Figure 10 presents the sensory evaluation of reformulated mortadellas containing 3% and 6% fibre. The parameters evaluated included global and colour appearance, general quality, hardness, homogeneity, general flavour, acid, and bitter taste. All parameters showed significant differences between conditions (p < 0.05). Notably, the most affected parameters were flavour, homogeneity, hardness, and bitter taste. Mortadella labelled as a “source of fibre” (LDF (3%)) was more acceptable to the panellists compared to those labelled as having a “high content of fibre” (LDF (6%)). Panellists detected the bitter taste, normally associated with citrus products, in mortadellas with LDF (6%). Additionally, the increased fibre content impacted hardness, with the control being rated the most favourable (7.82), followed by LDF (3%) (7.23) and LDF (6%) (5.52). Homogeneity was another parameter significantly (p < 0.05) influenced by LDF concentration. Panellists preferred the control (7.61), followed by LDF (3%) (6.93), with LDF 6% being the least favoured (5.35). These results suggest that future studies should focus on developing mortadellas with 3% fibre, as this formulation was well accepted and maintained better sensory qualities compared to higher fibre concentrations.

Other studies have evaluated the impact of adding lemon co-products on the sensory properties of food products. For instance, Fernández-Ginés et al. (2004) studied two types of albedo (raw and cooked) at five concentrations (0%, 2.5%, 5%, 7.5%, and 10%) in bologna sausages [32]. The formulations that achieved sensory properties closest to conventional sausages were those containing 2.5% and 5% raw albedo, as well as 2.5%, 5%, and 7.5% cooked albedo. Similarly, Fu et al. (2015) evaluated the incorporation of lemon fibre (LF) recovered from lemon pomace (0%, 3%, 6%, and 9% LF) in dough and Mantou (steamed bread) to assess its effects on colour, flavour, texture, and overall acceptability [54]. The most pronounced sensory impacts were observed in products formulated with 6% and 9% LF, indicating that higher concentrations of LF may decrease sensory acceptability.

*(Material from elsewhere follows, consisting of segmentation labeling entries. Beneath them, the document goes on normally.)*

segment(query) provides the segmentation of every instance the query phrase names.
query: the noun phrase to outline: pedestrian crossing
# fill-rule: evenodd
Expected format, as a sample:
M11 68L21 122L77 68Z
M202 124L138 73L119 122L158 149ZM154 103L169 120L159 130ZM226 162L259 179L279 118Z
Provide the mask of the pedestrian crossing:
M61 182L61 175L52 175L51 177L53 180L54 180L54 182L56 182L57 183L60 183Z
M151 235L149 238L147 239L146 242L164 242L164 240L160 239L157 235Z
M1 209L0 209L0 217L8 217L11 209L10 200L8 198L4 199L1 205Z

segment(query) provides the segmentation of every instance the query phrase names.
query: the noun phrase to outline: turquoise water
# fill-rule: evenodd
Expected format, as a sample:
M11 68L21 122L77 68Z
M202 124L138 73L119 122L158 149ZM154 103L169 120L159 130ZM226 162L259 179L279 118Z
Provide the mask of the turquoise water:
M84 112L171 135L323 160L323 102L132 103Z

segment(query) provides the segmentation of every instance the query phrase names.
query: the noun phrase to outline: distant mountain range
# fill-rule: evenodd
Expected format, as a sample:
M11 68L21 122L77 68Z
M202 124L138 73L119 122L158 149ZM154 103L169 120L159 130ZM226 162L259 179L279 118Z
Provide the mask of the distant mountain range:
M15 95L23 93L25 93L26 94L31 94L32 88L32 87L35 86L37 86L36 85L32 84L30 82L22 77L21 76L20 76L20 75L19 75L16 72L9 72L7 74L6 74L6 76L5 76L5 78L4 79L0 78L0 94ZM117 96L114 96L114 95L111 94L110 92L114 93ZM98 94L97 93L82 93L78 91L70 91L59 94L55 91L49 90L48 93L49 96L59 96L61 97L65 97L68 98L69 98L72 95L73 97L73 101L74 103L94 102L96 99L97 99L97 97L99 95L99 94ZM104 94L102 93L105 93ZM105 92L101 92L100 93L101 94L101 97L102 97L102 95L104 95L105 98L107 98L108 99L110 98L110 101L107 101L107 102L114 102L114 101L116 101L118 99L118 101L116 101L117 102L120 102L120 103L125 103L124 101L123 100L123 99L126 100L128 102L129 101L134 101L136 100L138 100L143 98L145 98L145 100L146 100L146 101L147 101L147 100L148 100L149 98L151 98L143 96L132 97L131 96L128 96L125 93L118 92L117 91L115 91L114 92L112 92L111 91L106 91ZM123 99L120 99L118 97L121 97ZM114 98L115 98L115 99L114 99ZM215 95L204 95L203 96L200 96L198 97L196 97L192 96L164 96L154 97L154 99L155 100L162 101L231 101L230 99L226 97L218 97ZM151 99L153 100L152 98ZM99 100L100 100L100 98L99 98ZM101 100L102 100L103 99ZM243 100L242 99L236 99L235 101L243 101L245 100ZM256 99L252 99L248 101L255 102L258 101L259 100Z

4. Conclusions and Future Perspectives

Lemon co-products can be supplied as a potential functional and nutritional food ingredient containing abundant dietary fibre, as well as for their valuable functional properties, including technological and physicochemical benefits, along with preservation capabilities. The innovative LDF powder was obtained after the integrated extraction of (lemon hydrolat, essential oil, phenolic compounds extract, and pectin), which contains notable phenolic (free and bound) compounds that provide antioxidant properties and help reduce bacterial growth. These combined attributes make such powders highly suitable for selection as ingredients in the development of new food products. The incorporation of lemon dietary fibre (LDF) in mortadellas significantly influenced the colour, texture, and mineral composition of the products. Higher levels of LDF result in a paler colour and increased hardness in mortadellas. Additionally, LDF contributes to a reduction in sodium levels, which is highly beneficial for global population health. Furthermore, LDF reduces residual nitrite levels, though a slight increase in lipid oxidation accompanies this reduction; however, it remained below the rancidity threshold (≥1.0) in all products, ensuring acceptable product quality. Sensory panellists evaluated the lemon dietary fibre-enriched mortadellas positively, demonstrating a distinct preference for the LDF (3%) formulation. In conclusion, this study highlights the potential of repurposing lemon co-products to develop value-added processed meat products with 3% and 6% LDF, which can be classified as “source of fibre” and “high in fibre”, respectively. Additionally, further studies are recommended to assess the shelf-life of these products during storage, focusing on microbiological stability, texture, colour, lipid oxidation, and residual nitrite levels to ensure long-term quality and safety.